In the case of the CSC, Dube said it did not matter whether the board members were related to Made’s colleagues in Cabinet or not, as long as “they meet the criteria and can discharge their duties without being compromised. It’s ok but if relationships can be avoided in appointment of board members, let it be”.
A human resources expert, Emmanuel Jinda, agreed with Mutasa and Dube, noting that the critical aspect was whether or not those related to politicians were competent enough to deliver.
Jinda said: “Obviously it’s not the way to go (to appoint cronies to public boards). It should always be merit based. It really does not matter whether members are related to politicians or not. What is key is to ensure that the board is populated by competent people despite where they are coming from. So, whether they are related to politicians or not, it does not matter. What matters most is: Are the members competent enough to ensure that CSC rise from the dead?”
In its 2012 strategic plan approved seven months ago, CSC wants to mobilise funding internally through measures such as disposing idle assets in Harare, Kadoma and Gweru, worth an estimated value of US$4,5 million.
Agricultural expert, Solomon Phiri, said reviving CSC would be a tall order because there are no cattle to talk about and there is not enough funding to revamp its equipment and ranches.
“They have, also, to deal with the menace of diseases such as foot and mouth,” he said.

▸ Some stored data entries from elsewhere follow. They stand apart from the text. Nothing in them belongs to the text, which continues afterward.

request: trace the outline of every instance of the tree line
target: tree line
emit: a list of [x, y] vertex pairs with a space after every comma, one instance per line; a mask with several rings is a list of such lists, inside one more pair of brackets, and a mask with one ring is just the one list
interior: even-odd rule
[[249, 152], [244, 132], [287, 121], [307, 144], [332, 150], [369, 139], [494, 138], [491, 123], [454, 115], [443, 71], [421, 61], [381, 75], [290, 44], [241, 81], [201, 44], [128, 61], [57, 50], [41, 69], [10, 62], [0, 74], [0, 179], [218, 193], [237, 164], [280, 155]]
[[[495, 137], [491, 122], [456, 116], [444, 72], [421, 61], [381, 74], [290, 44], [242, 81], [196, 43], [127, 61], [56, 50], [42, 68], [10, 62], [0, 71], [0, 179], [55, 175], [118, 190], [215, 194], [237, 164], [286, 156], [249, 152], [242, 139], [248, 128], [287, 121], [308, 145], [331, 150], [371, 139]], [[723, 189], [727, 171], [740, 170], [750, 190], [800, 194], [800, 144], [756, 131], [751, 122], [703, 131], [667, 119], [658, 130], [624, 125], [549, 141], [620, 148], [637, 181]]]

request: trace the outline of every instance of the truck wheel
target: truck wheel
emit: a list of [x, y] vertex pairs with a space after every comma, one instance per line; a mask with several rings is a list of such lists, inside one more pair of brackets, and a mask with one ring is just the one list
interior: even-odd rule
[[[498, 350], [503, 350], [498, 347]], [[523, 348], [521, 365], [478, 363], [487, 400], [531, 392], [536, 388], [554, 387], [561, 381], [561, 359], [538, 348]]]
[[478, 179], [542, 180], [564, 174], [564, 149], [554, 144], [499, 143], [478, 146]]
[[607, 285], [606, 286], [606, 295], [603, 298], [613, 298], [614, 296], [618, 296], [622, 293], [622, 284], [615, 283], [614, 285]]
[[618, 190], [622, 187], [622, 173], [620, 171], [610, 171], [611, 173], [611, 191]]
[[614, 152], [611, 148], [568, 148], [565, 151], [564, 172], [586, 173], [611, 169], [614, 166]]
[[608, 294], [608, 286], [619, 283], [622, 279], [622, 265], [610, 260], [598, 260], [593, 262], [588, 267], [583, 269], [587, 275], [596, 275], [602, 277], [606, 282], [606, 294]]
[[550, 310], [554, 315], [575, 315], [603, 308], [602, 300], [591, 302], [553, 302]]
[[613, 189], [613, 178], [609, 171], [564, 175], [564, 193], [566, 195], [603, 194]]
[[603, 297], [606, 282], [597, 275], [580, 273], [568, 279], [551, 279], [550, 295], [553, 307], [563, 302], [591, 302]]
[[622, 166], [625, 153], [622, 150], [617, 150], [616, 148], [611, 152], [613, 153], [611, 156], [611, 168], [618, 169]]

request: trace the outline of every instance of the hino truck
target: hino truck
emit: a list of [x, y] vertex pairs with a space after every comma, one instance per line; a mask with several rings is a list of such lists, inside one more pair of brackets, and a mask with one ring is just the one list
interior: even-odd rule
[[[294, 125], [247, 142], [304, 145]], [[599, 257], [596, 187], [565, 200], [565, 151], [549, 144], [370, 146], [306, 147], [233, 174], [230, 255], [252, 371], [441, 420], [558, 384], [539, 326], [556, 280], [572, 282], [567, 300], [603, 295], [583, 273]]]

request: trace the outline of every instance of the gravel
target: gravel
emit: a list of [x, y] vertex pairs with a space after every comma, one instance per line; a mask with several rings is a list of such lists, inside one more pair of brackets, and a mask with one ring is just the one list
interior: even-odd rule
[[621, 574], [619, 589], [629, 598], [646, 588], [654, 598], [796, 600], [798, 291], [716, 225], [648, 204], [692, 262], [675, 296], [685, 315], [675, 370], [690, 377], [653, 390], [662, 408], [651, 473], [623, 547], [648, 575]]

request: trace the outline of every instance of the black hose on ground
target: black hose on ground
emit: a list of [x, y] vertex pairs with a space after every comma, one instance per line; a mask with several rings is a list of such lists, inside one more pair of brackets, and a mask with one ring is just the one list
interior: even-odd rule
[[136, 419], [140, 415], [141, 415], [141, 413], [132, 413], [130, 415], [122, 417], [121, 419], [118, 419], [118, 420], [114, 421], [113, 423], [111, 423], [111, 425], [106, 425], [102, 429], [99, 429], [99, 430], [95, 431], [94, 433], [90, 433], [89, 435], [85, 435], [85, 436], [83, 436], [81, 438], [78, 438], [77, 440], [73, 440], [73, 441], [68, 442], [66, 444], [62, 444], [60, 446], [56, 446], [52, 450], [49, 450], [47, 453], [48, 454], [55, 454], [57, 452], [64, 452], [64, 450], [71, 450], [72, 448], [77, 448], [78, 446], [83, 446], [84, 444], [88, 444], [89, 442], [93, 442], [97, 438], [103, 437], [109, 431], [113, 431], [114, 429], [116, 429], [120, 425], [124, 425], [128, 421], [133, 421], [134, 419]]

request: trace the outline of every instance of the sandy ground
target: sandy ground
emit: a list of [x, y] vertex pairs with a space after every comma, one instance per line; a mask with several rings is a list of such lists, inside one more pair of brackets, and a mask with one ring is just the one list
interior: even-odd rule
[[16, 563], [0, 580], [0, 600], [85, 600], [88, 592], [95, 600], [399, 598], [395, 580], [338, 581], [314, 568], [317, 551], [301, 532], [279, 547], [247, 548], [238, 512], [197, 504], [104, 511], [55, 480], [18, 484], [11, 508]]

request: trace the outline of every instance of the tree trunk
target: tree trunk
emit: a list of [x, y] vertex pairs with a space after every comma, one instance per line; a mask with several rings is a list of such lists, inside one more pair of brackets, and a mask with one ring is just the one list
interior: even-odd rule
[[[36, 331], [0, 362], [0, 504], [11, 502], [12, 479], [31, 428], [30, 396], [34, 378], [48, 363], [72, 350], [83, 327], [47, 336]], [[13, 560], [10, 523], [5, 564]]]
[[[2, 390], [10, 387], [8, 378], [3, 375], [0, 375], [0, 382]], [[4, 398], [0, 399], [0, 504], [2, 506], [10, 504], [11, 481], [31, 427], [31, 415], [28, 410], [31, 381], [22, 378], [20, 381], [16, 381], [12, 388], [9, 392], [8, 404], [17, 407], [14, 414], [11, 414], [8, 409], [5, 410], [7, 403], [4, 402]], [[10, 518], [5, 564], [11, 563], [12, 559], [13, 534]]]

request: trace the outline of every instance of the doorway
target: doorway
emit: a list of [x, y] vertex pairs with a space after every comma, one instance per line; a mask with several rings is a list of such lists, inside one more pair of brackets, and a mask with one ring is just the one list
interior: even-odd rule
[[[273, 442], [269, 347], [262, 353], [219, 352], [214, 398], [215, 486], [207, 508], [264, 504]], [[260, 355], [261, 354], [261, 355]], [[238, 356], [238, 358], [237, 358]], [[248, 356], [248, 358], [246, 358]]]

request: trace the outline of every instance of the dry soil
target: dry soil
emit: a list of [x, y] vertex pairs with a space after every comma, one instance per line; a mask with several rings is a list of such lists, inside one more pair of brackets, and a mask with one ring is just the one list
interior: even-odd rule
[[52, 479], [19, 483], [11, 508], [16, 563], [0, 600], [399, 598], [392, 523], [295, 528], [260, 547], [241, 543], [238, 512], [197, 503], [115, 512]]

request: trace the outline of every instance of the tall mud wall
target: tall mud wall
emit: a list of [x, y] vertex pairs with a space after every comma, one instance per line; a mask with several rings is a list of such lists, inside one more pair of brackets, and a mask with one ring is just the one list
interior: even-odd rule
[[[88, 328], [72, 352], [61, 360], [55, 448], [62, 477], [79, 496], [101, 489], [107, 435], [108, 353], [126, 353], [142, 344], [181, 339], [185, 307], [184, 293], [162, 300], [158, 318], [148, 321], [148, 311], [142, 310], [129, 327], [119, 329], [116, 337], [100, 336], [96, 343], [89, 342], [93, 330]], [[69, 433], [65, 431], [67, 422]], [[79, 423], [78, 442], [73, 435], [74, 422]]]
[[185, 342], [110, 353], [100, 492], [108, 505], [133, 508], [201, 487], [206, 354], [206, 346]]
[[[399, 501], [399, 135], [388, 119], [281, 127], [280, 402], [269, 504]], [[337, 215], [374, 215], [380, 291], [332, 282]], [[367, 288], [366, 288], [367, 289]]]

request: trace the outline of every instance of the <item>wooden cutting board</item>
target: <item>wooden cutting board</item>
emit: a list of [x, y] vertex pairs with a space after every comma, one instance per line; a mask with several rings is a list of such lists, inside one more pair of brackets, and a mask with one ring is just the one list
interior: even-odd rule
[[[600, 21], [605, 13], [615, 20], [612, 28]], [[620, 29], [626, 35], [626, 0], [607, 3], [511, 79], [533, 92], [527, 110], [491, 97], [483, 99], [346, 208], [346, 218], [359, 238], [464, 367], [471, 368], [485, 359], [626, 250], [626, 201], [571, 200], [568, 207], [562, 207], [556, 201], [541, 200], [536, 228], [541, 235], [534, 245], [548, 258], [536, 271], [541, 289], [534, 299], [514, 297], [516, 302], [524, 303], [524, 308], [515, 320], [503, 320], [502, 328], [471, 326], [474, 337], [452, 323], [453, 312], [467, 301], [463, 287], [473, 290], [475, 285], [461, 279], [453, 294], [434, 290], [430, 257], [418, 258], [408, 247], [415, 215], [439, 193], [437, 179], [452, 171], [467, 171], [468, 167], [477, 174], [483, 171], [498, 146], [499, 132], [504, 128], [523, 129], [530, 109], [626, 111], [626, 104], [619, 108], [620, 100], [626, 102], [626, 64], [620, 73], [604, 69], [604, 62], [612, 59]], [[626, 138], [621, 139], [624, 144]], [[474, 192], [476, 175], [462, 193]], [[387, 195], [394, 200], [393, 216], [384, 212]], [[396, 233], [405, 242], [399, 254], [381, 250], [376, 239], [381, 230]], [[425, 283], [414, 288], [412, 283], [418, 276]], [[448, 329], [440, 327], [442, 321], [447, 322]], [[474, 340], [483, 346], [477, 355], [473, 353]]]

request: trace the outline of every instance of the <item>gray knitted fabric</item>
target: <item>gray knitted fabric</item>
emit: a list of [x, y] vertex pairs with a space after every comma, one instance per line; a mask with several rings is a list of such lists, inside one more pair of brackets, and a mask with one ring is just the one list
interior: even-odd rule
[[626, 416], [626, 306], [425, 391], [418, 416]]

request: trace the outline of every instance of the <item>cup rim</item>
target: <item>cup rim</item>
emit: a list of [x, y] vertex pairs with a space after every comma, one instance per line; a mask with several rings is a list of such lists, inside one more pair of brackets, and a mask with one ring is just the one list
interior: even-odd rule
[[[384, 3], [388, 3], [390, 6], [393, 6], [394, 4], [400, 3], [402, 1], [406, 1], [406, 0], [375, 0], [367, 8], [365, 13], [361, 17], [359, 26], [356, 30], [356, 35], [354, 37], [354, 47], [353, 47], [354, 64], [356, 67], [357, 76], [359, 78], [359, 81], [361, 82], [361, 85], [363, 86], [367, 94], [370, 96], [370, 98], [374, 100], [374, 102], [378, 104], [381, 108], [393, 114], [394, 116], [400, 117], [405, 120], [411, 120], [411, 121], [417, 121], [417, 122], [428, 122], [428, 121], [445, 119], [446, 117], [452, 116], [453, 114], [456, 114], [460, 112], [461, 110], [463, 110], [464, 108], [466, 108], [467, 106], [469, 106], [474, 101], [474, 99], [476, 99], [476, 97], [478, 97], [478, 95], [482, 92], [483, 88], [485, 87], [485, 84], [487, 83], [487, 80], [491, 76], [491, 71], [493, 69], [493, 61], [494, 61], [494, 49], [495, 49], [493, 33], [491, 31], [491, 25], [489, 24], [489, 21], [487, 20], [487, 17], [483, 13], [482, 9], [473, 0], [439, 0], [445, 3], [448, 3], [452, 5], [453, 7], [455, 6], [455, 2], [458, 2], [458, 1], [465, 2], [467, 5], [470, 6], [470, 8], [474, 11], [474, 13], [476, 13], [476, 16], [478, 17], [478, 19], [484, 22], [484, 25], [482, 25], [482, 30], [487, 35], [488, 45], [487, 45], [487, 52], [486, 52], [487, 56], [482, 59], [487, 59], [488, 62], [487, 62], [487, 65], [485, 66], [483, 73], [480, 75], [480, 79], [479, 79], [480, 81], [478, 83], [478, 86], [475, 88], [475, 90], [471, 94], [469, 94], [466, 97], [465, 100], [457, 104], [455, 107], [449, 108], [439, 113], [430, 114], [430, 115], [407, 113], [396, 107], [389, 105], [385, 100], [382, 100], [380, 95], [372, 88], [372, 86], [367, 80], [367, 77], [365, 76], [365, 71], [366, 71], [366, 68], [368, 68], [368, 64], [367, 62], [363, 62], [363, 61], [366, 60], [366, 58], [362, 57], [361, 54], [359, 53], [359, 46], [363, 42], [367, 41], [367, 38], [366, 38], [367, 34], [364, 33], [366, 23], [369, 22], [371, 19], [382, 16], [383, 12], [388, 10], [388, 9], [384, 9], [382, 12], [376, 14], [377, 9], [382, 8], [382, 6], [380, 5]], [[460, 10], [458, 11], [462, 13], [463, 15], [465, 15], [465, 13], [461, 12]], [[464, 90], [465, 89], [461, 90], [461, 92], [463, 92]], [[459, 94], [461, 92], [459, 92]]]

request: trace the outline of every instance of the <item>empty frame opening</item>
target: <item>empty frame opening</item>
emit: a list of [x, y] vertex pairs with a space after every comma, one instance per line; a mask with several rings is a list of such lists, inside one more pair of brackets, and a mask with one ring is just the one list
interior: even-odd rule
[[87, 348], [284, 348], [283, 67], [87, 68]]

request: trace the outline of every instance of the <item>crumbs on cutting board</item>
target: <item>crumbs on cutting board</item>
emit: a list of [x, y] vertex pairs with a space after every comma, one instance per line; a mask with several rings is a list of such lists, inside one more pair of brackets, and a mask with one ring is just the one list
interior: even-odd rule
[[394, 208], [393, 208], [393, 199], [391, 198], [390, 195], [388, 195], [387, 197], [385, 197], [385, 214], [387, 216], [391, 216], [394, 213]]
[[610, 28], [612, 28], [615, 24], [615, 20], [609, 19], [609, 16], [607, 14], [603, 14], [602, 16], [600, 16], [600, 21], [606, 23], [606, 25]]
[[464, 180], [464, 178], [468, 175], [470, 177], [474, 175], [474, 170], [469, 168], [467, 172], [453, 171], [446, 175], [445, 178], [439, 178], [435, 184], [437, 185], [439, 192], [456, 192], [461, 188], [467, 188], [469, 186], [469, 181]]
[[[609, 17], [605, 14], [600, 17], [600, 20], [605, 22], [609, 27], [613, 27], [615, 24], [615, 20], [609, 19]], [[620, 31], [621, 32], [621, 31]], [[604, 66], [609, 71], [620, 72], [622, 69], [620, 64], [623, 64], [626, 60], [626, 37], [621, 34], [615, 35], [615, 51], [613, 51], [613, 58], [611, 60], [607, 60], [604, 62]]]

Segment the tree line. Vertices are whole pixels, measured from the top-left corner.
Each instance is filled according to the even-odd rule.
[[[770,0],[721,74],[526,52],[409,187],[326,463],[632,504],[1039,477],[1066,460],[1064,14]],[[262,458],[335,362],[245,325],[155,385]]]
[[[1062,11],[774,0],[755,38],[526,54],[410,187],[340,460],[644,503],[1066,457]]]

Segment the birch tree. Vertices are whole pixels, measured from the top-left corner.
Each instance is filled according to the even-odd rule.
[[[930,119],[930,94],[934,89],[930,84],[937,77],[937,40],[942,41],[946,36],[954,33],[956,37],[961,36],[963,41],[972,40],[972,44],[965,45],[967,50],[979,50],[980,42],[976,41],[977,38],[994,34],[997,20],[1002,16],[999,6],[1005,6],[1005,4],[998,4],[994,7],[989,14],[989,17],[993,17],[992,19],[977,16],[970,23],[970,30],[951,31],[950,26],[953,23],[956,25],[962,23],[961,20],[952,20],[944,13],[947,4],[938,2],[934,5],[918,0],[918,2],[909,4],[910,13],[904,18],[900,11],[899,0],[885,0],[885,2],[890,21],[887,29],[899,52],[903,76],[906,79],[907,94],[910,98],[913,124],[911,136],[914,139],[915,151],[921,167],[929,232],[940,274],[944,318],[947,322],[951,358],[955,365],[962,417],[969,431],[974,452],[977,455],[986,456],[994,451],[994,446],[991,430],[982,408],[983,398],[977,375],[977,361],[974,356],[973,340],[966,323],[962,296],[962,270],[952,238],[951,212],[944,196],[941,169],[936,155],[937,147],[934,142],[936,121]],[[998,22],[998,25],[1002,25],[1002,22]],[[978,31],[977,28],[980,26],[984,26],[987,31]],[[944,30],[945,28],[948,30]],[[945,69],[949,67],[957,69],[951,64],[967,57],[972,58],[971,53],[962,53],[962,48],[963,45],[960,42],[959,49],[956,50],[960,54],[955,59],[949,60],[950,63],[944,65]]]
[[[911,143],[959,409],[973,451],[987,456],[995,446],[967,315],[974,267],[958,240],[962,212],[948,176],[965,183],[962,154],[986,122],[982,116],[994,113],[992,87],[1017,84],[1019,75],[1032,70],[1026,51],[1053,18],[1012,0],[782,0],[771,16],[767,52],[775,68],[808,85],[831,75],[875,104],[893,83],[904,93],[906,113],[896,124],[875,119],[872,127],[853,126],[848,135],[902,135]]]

Zimbabwe has 5,6 million cattle, and the biggest number of livestock comes from the communal sector.
CSC’s fortunes were set to improve when Zimbabwe and Botswana signed a Memorandum of Understanding in 2011 for CSC to slaughter Botswana’s cattle under the Botswana Meat Commission, but it bungled the deal after failing to pay for delivered cattle worth more than P2 million.
This forced Botswana to pull out of the cattle deal in 2012.
Apart from poor management, farmers reneged on loan facility agreements by selling heifers provided by CSC to competitors thereby worsening the crisis at the parastatal.
The farmers were given heifers under a contract-farming agreement.
Under the arrangement, they were to raise the heifers and bring them for slaughter to the CSC after about three years.
Analysts said the new board should be given a chance to prove itself regardless of their background.
Soon, the jury would be out.
As the appointing authority, analysts said Made has the prerogative to appoint board members to parastatals under his portfolio, but what is key is to judge each one of the appointees on their capabilities.
“Let’s give them a chance because this is a new board with new ideas to revive CSC. Let’s see what they can bring on the table,” said agricultural economist, Robert Chitsiko.